1.3.1 CHARTER ACT, 1813

Twenty years rolled by The Company’s Charter came up once again for renewal in 1813. The House of Commons resolved itself into a committee for this purpose. A large number of administrative experts like Warren Hastings, Lord Wellesley, Sir Thomas Monroe etc. were allowed to express their views. Opinion was divided. Those who favoured the opinion of Charles Grant and the like minded people did not make much headway. In the meanwhile Lord Minto’s Minute was received. Once again the party for giving state recognition to education was headed by Grant and Wilberforce. They succeeded in the teeth of a bitter opposition. Clause 43 was inserted in the Charter and this clause made it obligatory for the Company that “a sum of not less than one lac of rupee in each year shall be set apart and applied to the revival and improvement of literature and the encouragement of the learned natives of India and for the introduction and promotion of knowledge of the sciences among the inhabitants of the British territories in India.” This clause is rightly regarded as the foundation stone of English educational system in India.

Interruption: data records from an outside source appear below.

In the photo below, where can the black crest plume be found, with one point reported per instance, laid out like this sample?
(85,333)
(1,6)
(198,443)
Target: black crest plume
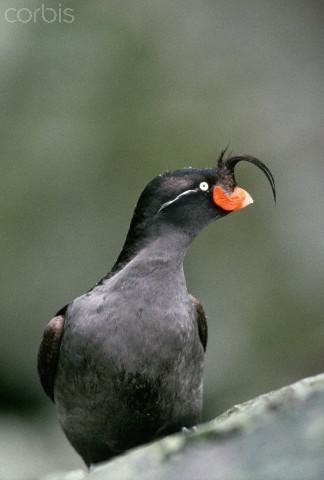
(230,163)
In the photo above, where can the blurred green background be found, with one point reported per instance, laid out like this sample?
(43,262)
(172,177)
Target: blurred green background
(91,110)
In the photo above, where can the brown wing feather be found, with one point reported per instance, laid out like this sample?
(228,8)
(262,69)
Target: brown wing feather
(48,353)
(202,322)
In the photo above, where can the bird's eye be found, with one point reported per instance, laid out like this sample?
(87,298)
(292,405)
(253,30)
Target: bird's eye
(204,186)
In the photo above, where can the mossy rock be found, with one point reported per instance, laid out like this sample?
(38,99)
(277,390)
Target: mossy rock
(277,436)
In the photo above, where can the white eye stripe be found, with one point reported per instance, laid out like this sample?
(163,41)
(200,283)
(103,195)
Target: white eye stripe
(167,204)
(204,187)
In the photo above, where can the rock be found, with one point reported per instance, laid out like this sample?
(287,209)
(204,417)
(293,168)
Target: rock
(277,436)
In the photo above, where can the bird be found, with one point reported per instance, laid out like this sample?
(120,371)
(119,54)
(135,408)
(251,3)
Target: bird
(123,362)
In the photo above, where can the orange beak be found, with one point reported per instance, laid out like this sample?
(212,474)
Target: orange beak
(231,202)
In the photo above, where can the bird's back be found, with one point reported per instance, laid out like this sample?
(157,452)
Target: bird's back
(131,362)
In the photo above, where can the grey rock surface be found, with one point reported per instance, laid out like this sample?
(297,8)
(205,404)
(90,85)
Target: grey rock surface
(276,436)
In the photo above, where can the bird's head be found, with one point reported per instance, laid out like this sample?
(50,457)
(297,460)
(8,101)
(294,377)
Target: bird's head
(192,197)
(188,199)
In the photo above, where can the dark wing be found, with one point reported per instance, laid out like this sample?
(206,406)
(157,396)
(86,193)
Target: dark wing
(202,322)
(48,354)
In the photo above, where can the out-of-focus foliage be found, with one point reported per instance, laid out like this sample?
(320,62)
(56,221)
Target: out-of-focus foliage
(92,110)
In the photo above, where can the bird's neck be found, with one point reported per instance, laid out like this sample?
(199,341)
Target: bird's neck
(162,245)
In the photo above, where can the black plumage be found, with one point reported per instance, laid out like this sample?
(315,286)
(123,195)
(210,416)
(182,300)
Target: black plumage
(124,361)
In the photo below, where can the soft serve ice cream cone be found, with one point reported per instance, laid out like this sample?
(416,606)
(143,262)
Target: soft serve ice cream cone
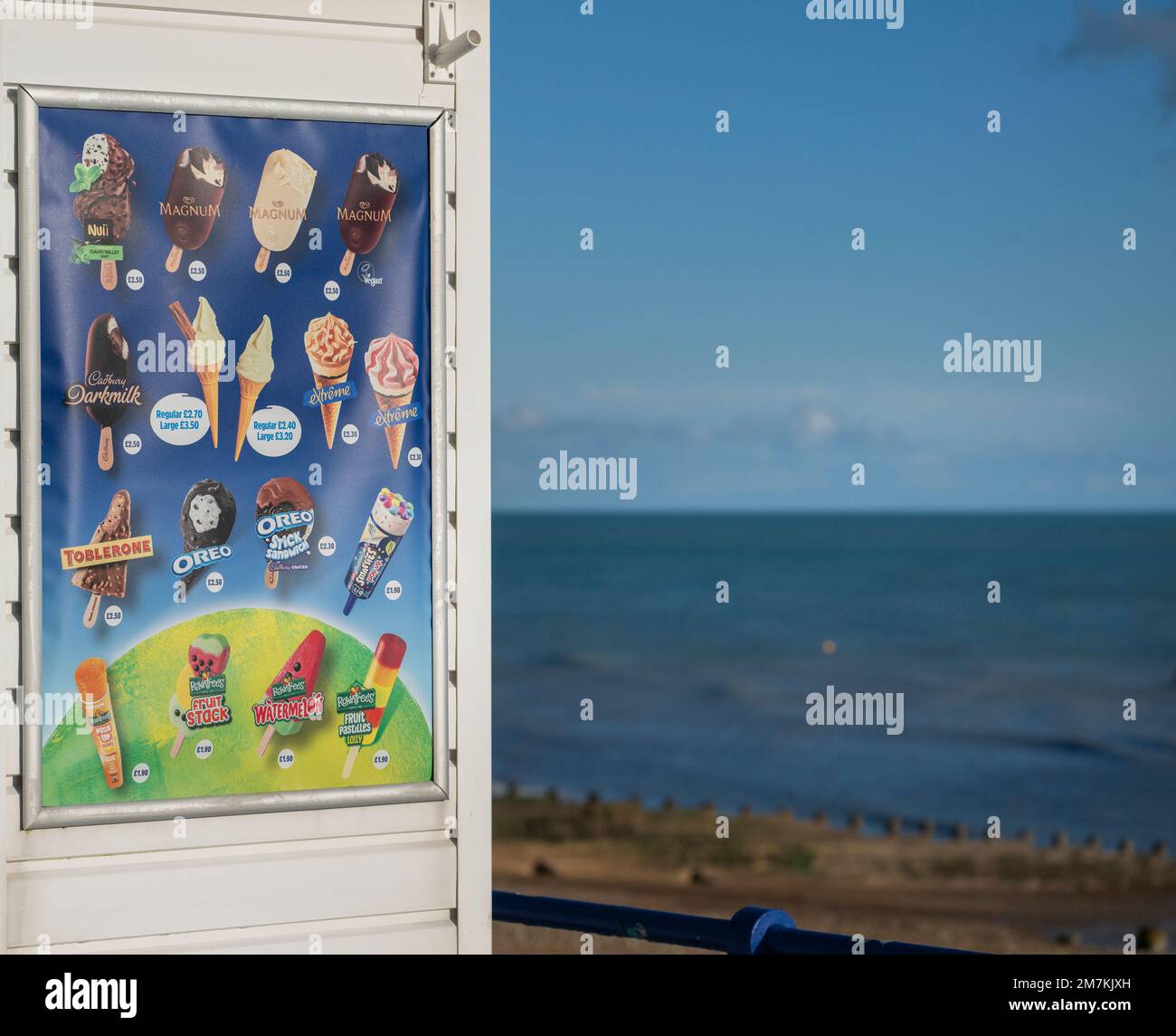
(253,373)
(206,354)
(392,366)
(329,346)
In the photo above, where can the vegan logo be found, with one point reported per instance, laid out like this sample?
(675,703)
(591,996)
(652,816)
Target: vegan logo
(367,275)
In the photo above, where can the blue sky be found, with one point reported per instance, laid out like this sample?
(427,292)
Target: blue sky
(704,239)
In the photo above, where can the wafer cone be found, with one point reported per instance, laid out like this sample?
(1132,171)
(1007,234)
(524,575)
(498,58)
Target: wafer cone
(394,432)
(250,392)
(329,411)
(210,381)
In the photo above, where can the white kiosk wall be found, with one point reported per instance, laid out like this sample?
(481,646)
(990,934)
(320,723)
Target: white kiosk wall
(419,874)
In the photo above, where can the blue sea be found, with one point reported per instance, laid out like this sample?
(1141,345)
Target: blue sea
(1011,709)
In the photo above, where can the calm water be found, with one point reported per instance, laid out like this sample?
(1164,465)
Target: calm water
(1011,709)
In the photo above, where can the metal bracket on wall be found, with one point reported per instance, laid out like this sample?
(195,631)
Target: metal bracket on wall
(443,45)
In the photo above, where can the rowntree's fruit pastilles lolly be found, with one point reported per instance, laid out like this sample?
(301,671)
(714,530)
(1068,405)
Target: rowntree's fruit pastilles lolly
(95,699)
(386,526)
(377,685)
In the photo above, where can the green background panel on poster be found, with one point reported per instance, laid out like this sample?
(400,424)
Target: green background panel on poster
(144,680)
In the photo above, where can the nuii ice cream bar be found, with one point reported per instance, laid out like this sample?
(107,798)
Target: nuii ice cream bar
(95,699)
(386,526)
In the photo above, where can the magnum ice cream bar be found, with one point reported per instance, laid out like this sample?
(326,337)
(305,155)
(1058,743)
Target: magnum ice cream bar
(102,185)
(365,209)
(107,381)
(193,201)
(280,206)
(94,690)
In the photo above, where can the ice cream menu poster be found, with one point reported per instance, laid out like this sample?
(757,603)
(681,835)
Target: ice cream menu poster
(235,467)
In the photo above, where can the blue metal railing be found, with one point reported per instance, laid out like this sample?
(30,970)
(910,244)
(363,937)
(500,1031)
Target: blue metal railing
(751,930)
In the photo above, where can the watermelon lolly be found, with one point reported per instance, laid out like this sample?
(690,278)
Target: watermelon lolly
(302,664)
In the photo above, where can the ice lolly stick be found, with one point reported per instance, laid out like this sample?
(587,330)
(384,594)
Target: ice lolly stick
(106,448)
(265,740)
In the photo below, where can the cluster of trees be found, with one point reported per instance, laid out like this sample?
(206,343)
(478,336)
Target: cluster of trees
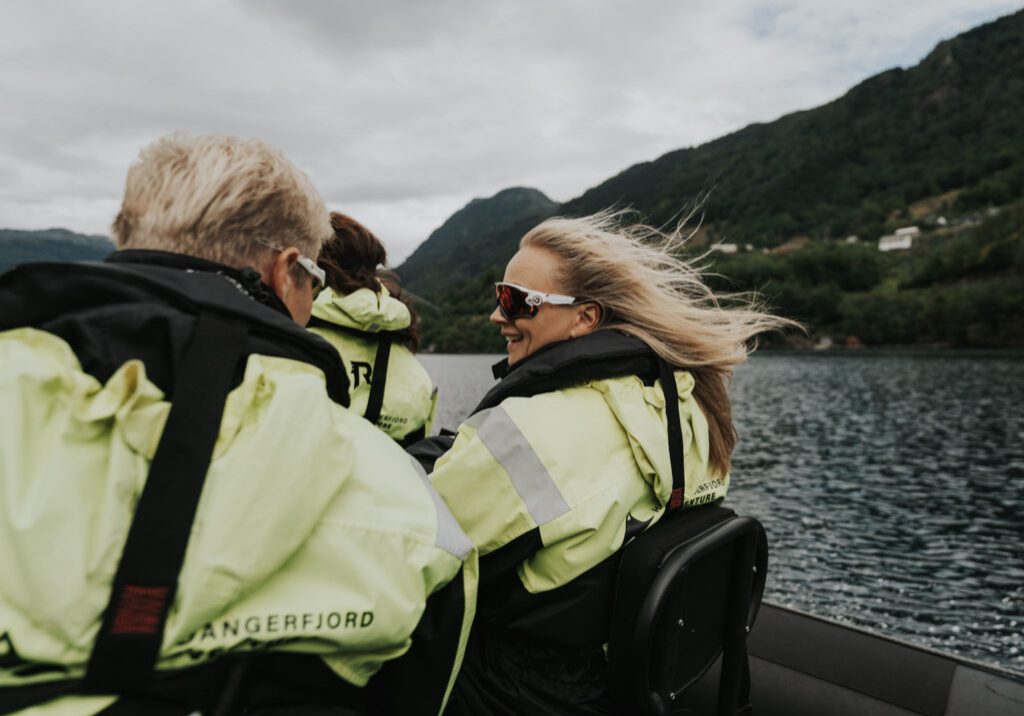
(49,245)
(961,289)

Changes brought about by the Charter

The Charter brought about the following changes:

  • For the first time, the British Parliament admitted that education in India has a claim on public revenue.
  • The commercial monopoly of the company in India was terminated. The shores of India were thrown open to all missionaries of the U.K.
  • Restrictions placed on all missionary members in North India were removed.

Thus, a new era began in the history of Indian education.